12ª Conferência de Saúde revigora o SUS

Com temas propostos previamente nos estados, evento mobiliza setores sociais

Com o lema “Saúde: um direito de todos e dever do Estado — a saúde que temos, o SUS que queremos”, realiza-se em Brasília a 12ª Conferência Nacional de Saúde, este ano homenageando o médico sanitarista Sérgio Arouca, morto há quatro meses e um dos criadores do Sistema Único de Saúde (SUS). O evento reúne mais de 4 mil pessoas, incluindo os delegados. A conferência deste ano é a primeira a ser transmitida on-line.

A realização da 12ª Conferência havia sido antecipada para o primeiro ano da nova gestão federal de maneira a produzir orientações ao novo Plano Nacional de Saúde. Pela primeira vez, foram realizadas conferências prévias em todos os estados e em 3.640 municípios, para embasar as discussões da conferência nacional. Essas etapas anteriores mobilizaram novos atores sociais — 71% dos delegados participaram pela primeira vez de uma conferência nacional.
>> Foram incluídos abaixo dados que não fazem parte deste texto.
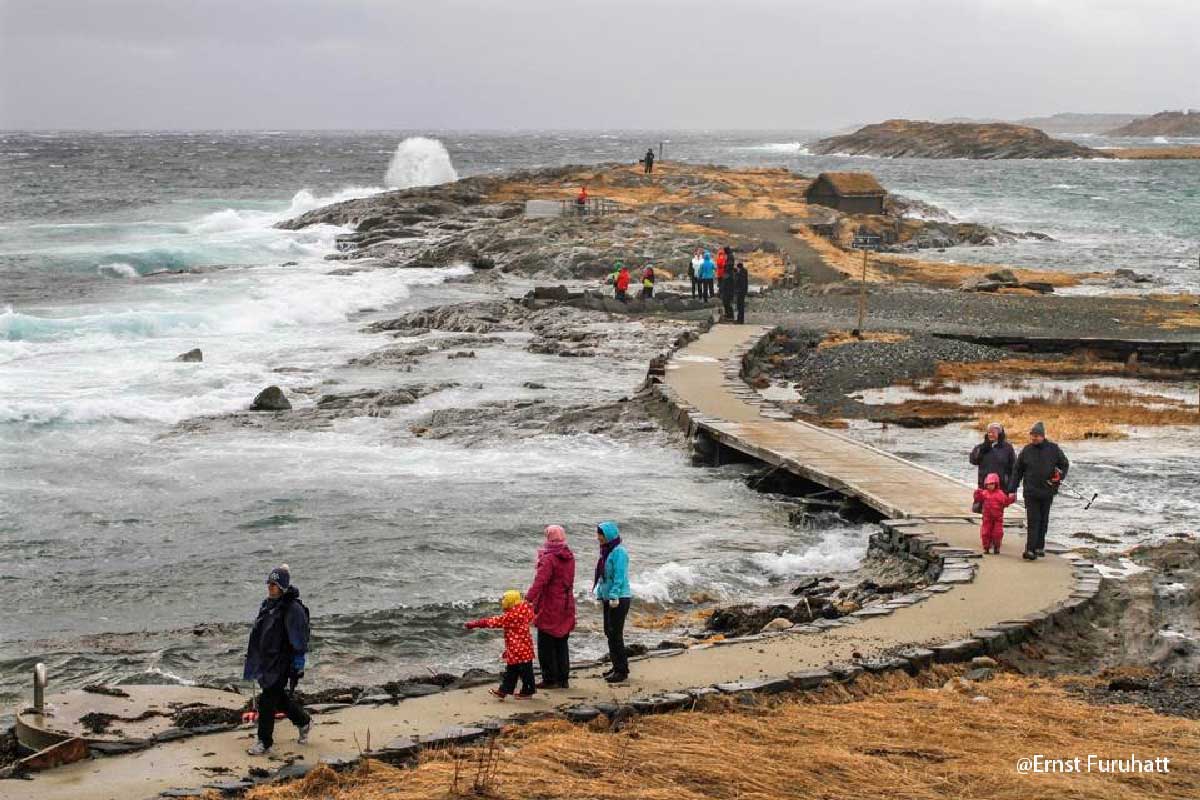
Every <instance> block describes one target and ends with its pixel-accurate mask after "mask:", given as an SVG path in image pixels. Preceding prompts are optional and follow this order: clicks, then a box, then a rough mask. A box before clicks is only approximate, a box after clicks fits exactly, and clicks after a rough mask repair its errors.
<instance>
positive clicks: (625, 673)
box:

As principais questões debatidas referiram-se à Emenda Constitucional 29/00, que asseguraria a efetiva coparticipação da União, dos estados e municípios no financiamento das ações e serviços de saúde. Em 2002, 17 estados e 41% dos municípios não haviam gastado o que deveriam nas referidas ações e serviços públicos de saúde.

Além da regulamentação e aplicação da Emenda 29, a discussão se concentrou também nos projetos de reforma tributária e previdenciária.

Essa edição da Conferência Nacional de Saúde também apontou para a necessidade de implementar uma política de informação, comunicação e informática para o SUS.

As conferências nacionais surgiram no Brasil nos anos 1940, ainda no governo Vargas, com a 1ª Conferência Nacional de Saúde, mas só se consolidaram depois da Constituição de 1988 e especialmente no governo Lula, com a expansão desse formato de participação social — que realizaria 74 das 115 conferências dos diversos setores ocorridas até 2010.